The present invention relates to an arrangement for contactless switching of an electrical contact by means of a switching force exceeding a predetermined switching force threshold

• a switching element by means of which the switching force is exerted,
• a leaf spring clamped on one side at a clamping point, the switching element for switching engaging the leaf spring to move the leaf spring from a rest position into a switching position, the leaf spring being arranged in the rest position so that its spring force forms the predetermined switching force threshold.

The invention further relates to a pressure measuring device with at least a pressure chamber separated by a membrane and with a such an arrangement for contactless switching of an electrical Contact.

Such an arrangement for the contactless switching of a electrical contact and such a pressure measuring device are known from GB-1,139,162.

Pressure gauges with non-contact switching arrangement are also known under the term pressure can.

In a pressure cell, when the pressure changes in the pressure-elastic chamber, which is usually rubber-elastic. The membrane is coupled to the switching element and switches electrical contact due to the bulging process.

In practice, the electrical contact is switched predominantly by mechanical means. Here is the switching element immediately provided with an electrical contact that at Bulging the membrane touches another contact and thereby closes an electrical circuit.
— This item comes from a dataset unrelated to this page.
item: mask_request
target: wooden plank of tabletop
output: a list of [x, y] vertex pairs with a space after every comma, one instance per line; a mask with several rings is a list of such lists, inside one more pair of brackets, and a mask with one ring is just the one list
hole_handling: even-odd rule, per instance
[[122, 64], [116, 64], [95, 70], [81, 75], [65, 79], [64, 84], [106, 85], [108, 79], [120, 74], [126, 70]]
Such switching arrangements are known from US-A-3,585,328 and from DE 42 02 144 A1.

In the switching arrangement of DE 42 02 144 A1 there is a leaf spring provided to influence a switching force threshold. A Adjustment screw engages a central portion of the leaf spring to change the switching force threshold.

Furthermore, mechanical load switches of this type suffer from the known ones Disadvantages such as corrosion, sparking, etc.

However, pressure cans are also known in practice in which the electrical contact is switched without contact. The Electrical contact is often a reed contact in these pressure sockets. The rubber-elastic membrane is on its underside designed with a membrane plate on one side clamped leaf spring rests. From the bottom of the Leaf spring presses against an adjustable conical coil spring the leaf spring to form the switching force threshold. At the The end region of the free end of the leaf spring is a permanent magnet attached so that it is diagonally above the reed contact is arranged.

When the pressure increases, a force is counteracted using the membrane exerted the pressure force of the conical coil spring. As soon as the switching force threshold set up by means of the coil spring is exceeded, the membrane is deflected so far that the leaf spring with the attached permanent magnet so gets close to the reed contact that it switches.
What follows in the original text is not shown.